Vidya Balan and the Dirty Picture

I saw a news item today about a complaint filed against Vidya Balan for posing for obscene pictures on the promos of the movie 'Dirty Picture'. Vidya Balan plays the lead character of an actress, a character based on the yesteryear South artiste, Silk Smitha, who was a dancer and played several vampish roles in her time. The movie has received positive reviews and Vidya Balan was unanimously applauded for her performance.

Such complaints only highlight the hypocricy of our society, especially the male segment's, a society where we hear of all kinds of atrocities on women day and night and raise not a word against it in condemnation, a society where male audiences lap up all sorts of raunchy stuff on television and the big screen, porn on the internet, a society that created and made and ended the life of Silk Smitha and many more. A walk around the city will show far more objectionable posters and material, in the papers, magazines, theatres, cyber cafes, and if one has the courage to see, a lot more objectionable stuff going on in our neighbourhoods, inside seemingly respectable homes. Hints, insinuations, language, looks, leers, passes, lewd jokes, everything is passable. But then a poster of a movie, certified by the authorities, one that certainly falls within the band going by what we have seen, causes much unrest and furore to the sensitive male Indian and forces a complaint, a case, a hearing and valuable loss of public time and money.
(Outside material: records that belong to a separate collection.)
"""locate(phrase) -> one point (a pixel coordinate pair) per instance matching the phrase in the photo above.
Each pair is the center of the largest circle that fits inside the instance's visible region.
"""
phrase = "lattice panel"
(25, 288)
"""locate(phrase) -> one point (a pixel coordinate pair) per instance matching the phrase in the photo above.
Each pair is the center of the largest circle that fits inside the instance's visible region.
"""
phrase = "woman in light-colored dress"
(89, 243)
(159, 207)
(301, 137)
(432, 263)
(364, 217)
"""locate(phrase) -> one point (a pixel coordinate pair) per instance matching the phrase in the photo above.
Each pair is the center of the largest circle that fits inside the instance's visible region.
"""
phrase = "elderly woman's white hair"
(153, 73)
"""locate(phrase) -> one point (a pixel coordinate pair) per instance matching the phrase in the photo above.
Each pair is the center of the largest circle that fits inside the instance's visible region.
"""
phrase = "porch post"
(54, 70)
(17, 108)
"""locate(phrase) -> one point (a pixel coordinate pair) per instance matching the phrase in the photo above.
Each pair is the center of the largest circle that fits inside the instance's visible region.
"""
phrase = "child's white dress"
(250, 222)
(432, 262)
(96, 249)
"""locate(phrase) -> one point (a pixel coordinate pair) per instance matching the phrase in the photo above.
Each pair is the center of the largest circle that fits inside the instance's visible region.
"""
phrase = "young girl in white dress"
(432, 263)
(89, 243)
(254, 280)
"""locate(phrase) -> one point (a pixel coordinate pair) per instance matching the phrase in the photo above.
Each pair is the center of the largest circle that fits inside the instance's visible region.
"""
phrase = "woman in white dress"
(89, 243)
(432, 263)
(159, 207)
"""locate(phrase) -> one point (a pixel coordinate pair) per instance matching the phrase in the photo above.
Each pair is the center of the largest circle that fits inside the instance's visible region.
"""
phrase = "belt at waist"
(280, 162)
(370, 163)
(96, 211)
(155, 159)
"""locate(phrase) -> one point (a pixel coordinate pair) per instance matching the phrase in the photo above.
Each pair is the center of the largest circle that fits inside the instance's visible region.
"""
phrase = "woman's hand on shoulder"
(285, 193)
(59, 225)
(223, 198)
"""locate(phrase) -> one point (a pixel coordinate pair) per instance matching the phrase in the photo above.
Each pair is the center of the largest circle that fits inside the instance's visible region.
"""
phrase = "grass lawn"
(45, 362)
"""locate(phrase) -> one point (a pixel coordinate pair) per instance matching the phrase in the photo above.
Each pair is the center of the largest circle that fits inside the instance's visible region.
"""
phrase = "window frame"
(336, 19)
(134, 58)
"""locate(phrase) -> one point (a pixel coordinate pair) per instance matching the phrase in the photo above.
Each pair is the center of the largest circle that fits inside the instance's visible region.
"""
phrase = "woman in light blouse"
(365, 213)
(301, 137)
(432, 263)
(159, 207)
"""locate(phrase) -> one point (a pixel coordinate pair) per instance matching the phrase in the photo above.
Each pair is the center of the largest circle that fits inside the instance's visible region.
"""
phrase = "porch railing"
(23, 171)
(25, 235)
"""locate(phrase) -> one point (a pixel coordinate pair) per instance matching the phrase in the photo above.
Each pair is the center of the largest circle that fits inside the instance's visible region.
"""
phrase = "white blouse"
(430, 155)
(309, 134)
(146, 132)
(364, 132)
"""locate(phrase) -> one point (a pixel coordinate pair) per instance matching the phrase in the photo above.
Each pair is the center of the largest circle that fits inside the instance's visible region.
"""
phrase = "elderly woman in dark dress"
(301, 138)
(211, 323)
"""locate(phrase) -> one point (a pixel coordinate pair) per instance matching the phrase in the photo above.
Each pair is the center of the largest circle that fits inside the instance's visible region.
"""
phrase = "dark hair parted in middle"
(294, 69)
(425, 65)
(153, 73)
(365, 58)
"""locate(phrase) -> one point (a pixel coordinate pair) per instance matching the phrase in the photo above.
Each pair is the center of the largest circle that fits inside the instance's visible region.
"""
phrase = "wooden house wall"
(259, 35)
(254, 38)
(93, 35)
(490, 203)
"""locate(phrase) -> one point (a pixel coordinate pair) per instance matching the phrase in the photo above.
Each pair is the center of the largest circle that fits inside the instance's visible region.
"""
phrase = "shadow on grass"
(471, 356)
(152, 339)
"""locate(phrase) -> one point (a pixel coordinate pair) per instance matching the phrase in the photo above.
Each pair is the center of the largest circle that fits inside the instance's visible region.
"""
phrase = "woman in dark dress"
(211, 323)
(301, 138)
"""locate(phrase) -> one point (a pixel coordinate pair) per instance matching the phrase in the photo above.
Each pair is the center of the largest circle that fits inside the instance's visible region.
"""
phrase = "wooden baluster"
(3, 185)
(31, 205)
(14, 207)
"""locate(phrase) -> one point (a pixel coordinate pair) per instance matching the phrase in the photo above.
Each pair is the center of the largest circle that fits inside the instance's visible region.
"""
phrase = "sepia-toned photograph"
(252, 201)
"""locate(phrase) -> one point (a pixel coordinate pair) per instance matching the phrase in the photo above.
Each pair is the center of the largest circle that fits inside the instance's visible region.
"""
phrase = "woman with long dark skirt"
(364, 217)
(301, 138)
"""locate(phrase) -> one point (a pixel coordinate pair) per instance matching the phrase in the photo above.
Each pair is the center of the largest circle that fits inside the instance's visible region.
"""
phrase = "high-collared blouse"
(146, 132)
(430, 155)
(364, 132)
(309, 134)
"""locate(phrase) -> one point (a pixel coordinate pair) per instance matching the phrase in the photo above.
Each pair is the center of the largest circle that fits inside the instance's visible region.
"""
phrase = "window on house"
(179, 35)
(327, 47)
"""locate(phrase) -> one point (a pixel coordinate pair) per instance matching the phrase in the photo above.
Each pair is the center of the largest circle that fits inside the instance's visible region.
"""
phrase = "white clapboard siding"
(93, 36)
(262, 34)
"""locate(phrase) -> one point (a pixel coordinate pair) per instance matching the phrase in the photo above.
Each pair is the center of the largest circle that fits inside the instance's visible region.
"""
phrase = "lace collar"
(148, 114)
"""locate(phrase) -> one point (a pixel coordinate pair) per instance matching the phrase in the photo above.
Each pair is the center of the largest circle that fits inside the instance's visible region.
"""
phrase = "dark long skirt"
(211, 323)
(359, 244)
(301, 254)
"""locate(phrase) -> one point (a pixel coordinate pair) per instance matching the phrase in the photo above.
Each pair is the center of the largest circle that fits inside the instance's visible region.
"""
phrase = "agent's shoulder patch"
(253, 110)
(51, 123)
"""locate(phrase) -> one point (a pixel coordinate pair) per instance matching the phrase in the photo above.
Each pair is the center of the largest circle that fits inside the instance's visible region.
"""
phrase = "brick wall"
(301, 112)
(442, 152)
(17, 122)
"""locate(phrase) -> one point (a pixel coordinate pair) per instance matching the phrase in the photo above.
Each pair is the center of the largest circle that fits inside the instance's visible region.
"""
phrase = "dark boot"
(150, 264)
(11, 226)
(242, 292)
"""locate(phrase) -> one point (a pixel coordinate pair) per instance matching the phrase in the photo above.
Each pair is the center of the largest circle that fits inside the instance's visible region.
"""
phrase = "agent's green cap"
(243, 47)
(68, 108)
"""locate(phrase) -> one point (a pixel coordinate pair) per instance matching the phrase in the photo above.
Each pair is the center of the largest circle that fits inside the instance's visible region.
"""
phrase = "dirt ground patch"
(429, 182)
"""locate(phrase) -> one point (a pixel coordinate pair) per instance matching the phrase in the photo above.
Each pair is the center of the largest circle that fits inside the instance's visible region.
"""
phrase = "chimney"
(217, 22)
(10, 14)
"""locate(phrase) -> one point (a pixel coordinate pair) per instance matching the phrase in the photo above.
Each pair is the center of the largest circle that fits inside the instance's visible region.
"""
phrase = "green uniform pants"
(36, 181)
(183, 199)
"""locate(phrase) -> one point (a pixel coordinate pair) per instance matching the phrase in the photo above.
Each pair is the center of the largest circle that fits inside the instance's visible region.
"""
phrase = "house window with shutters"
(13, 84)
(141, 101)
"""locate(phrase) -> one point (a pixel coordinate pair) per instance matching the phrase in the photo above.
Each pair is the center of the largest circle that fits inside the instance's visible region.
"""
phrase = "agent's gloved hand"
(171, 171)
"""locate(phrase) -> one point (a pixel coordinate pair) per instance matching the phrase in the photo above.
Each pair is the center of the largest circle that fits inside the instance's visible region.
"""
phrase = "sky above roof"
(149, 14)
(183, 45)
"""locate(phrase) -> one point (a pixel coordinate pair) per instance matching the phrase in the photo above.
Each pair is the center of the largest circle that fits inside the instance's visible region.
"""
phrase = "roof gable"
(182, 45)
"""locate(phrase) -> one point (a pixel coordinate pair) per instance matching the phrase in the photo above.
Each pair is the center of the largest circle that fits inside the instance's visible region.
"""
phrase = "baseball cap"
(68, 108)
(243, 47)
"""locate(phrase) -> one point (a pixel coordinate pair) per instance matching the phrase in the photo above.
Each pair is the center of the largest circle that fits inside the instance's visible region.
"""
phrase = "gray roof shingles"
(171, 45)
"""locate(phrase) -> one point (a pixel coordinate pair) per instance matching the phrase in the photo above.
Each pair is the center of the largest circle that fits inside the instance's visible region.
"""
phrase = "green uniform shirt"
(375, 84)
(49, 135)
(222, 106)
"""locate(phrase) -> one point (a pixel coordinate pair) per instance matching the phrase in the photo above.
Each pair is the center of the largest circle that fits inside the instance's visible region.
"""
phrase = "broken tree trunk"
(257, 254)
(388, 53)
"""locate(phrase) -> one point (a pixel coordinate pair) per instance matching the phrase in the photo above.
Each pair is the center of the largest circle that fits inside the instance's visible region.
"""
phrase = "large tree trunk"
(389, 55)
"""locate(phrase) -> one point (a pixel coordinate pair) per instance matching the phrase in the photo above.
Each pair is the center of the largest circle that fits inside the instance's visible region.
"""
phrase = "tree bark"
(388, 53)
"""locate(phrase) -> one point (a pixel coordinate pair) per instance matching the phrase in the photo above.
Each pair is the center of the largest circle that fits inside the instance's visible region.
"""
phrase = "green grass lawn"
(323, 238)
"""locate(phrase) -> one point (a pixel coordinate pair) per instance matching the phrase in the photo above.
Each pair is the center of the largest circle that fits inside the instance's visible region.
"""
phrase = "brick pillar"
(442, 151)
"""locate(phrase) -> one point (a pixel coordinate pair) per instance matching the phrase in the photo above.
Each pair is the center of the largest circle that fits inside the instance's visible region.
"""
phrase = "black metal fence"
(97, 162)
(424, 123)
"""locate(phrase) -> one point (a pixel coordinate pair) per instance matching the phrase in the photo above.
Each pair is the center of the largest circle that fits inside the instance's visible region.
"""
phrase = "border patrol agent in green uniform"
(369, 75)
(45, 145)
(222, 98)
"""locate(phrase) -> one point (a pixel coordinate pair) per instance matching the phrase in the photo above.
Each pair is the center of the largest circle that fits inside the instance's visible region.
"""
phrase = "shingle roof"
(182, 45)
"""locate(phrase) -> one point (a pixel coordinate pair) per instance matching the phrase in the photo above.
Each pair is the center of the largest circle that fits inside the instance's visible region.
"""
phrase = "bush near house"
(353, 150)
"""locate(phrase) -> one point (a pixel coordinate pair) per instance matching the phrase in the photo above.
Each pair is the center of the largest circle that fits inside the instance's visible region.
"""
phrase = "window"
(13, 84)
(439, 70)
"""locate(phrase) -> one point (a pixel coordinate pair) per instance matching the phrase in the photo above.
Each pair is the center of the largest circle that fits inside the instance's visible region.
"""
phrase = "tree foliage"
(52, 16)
Why would this poster, among so many more, attract the attention and why would it be so objectionable? Why would not a poster of Salman khan without his shirt be objectionable to women? Or men? And all this in a society where men are most comfortable pissing in the public, changing their clothes in public, exposing themselves in public places without a care, scratching themselves, walking around in all sorts of undress and generally behaving like animals.

It is because this poster will grab the headlines, ensure everyone's fifteen minutes of fame and who knows, perhaps some leverage at the end of it all. And in all these exchanges, there have been many more such cases, it is always the women artistes who get the raw end of the deal, as if they did something against what the script has asked, what the society has dictated, what the authorities have laid down. Perhaps it is time we asked ourselves if all this was necessary, and to what end are such complaints aimed at. To me such complaints reek of opportunism, male chauvinism and an attitude that says males can still do and get away with whatever they want. It is time to introspect.